On 31/03/2012 11:30, Eero Aro wrote:
Hi
..
- The developers didn't have a marketing background. The NRDC tried to
market the consept on a license basis, but as far as I know, didn't
spend too
much energy on the thing. The business was moved over to BTG after that,
which didn't get much more sone than the NRDC had done. Both authorities
are large and Ambisonics was a tiny factor within agriculture, industy etc.
This article discusses the NRDC aspects in some detail:
http://www.ambisonic.net/ambi_AM91.html
My own assumption when first discovering Ambsonics (public concert by
electric Phoenix, and later via CDP, from the late 80s) was that it was
purposed towards use in public diffusion - live concerts, e/a
performance etc, and above all, for enabling composers to work in
surround (including the seemingly all-important height dimension)

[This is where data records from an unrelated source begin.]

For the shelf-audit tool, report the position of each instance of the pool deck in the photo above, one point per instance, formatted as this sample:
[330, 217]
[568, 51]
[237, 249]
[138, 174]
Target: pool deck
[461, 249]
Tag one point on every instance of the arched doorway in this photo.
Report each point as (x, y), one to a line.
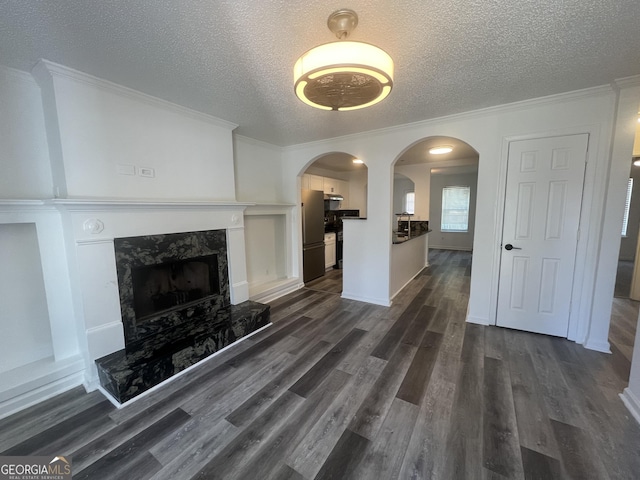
(339, 180)
(421, 181)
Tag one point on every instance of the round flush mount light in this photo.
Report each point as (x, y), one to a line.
(442, 149)
(343, 75)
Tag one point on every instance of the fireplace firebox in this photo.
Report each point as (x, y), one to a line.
(167, 286)
(167, 280)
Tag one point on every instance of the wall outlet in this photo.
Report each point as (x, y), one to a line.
(146, 172)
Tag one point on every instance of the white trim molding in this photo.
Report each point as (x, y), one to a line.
(631, 402)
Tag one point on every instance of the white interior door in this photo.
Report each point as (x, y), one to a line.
(543, 200)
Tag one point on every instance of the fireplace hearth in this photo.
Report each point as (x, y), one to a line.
(176, 309)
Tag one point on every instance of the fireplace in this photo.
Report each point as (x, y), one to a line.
(164, 287)
(167, 280)
(176, 309)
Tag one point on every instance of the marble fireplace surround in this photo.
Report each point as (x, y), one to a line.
(135, 253)
(91, 227)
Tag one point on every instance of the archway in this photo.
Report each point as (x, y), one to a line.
(452, 174)
(340, 180)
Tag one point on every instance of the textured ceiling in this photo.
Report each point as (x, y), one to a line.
(233, 59)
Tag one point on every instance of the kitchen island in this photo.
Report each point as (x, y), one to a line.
(409, 253)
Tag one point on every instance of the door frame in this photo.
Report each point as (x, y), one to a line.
(590, 216)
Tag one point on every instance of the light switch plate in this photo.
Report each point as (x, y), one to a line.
(146, 172)
(126, 169)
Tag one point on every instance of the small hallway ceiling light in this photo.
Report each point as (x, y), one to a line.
(441, 150)
(343, 75)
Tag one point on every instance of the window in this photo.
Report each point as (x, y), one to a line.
(410, 202)
(627, 204)
(455, 209)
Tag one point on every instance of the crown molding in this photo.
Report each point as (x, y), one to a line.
(504, 108)
(258, 143)
(17, 76)
(45, 70)
(78, 204)
(627, 82)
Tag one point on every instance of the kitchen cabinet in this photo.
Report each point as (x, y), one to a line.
(312, 182)
(329, 250)
(316, 182)
(329, 185)
(343, 189)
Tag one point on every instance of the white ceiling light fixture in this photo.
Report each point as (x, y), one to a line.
(343, 75)
(442, 149)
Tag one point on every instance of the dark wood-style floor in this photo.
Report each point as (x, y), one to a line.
(342, 389)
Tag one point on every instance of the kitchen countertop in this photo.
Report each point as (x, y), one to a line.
(403, 238)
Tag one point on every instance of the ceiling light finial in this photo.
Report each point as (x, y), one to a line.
(343, 75)
(342, 23)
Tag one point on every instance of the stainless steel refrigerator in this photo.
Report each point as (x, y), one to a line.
(312, 234)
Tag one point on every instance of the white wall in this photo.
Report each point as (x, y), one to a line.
(421, 177)
(24, 318)
(488, 132)
(265, 239)
(401, 186)
(451, 240)
(24, 156)
(358, 185)
(258, 171)
(99, 133)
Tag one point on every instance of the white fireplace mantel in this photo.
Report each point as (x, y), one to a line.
(76, 242)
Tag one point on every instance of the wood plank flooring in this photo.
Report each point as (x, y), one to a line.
(342, 389)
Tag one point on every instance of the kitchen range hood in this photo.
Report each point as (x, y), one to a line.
(333, 196)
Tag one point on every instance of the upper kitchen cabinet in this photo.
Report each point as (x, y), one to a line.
(337, 187)
(312, 182)
(330, 185)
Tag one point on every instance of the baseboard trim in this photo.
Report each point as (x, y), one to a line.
(478, 320)
(275, 290)
(385, 302)
(408, 282)
(446, 247)
(631, 402)
(598, 346)
(40, 394)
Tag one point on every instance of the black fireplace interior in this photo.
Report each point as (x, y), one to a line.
(167, 280)
(162, 287)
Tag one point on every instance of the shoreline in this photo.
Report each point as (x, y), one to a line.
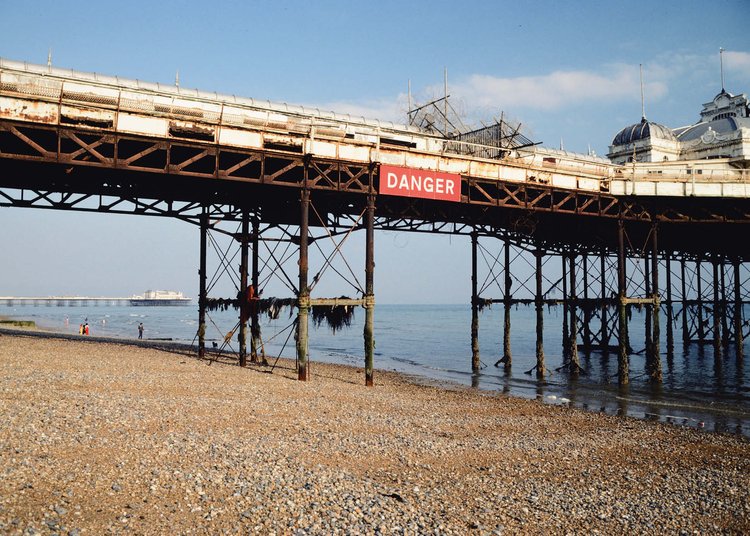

without having to commit to a specific speaker layout. I don't think it
ever occurred to me at the time that people in any numbers would listen
to surround at home, or that such a thing as an "ambisonic CD" would
ever exist. It was quite strange knowing that the BBC regularly
broadcast in UHJ (especially drama, apparently), but never announced the
fact; it all contributed to the sense of it being some secret
other-worldy process strictly for the "cognoscenti".

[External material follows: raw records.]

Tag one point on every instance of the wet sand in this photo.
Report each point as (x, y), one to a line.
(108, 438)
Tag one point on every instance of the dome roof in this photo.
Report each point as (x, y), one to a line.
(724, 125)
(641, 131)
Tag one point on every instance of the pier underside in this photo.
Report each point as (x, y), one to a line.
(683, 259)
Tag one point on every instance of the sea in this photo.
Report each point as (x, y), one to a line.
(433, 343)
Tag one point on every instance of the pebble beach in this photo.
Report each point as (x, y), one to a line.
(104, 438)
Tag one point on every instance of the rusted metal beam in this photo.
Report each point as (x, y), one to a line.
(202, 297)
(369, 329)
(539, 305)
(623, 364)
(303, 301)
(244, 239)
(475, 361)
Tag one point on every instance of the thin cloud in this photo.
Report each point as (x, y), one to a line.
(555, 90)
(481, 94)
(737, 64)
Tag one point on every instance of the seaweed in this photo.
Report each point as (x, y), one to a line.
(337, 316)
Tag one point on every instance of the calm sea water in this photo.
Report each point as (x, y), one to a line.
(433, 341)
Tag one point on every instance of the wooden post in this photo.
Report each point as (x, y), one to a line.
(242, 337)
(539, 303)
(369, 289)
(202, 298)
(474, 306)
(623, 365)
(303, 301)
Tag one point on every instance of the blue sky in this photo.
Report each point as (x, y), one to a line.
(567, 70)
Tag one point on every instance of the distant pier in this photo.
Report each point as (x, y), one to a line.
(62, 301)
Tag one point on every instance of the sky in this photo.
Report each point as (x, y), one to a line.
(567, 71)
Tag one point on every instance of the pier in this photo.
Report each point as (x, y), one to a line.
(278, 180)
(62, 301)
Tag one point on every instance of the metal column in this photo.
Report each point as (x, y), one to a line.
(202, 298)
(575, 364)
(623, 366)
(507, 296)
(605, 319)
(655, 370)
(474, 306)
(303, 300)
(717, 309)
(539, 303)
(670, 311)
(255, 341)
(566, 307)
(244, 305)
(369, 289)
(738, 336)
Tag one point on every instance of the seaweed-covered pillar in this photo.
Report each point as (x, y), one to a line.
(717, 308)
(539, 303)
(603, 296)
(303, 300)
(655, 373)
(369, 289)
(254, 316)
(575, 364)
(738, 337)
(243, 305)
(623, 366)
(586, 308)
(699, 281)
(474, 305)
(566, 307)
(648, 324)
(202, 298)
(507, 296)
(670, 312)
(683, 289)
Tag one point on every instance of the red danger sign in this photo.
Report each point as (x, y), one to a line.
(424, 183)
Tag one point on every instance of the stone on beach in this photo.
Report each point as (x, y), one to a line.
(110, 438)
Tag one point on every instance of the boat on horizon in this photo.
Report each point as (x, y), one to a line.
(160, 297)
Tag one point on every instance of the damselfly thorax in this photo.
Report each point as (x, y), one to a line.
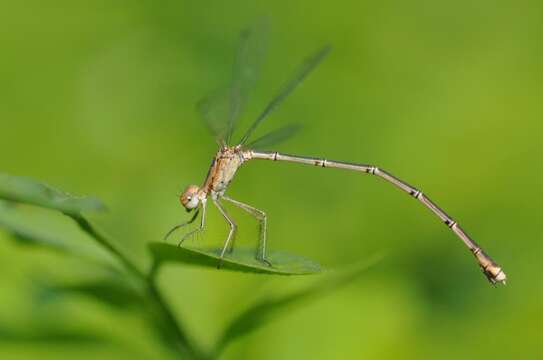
(223, 169)
(220, 111)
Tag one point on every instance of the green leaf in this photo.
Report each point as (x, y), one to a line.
(267, 309)
(114, 292)
(49, 335)
(241, 260)
(24, 234)
(28, 191)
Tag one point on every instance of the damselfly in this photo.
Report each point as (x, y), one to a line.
(221, 110)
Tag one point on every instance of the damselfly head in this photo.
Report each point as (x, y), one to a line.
(189, 198)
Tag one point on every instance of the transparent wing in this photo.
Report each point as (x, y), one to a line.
(214, 110)
(308, 65)
(221, 109)
(275, 137)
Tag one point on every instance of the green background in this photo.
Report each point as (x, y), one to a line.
(98, 98)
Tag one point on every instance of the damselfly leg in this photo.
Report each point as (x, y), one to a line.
(198, 229)
(262, 220)
(231, 233)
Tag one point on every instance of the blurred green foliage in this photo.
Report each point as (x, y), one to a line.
(99, 97)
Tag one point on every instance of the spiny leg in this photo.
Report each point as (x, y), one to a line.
(176, 227)
(197, 230)
(231, 233)
(262, 219)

I suspect that sense, far from diminishing, is if anything even more
palpable today. It is more than ever something for the large
presentation space, and something that the public at large will neither
know nor care about having at home. The remaining problem being that
dedicated composition tools supporting it are still not really there;
and probably never will be while it remains a technological moveable
feast reminiscent of the old problem of nailing jelly to a tree.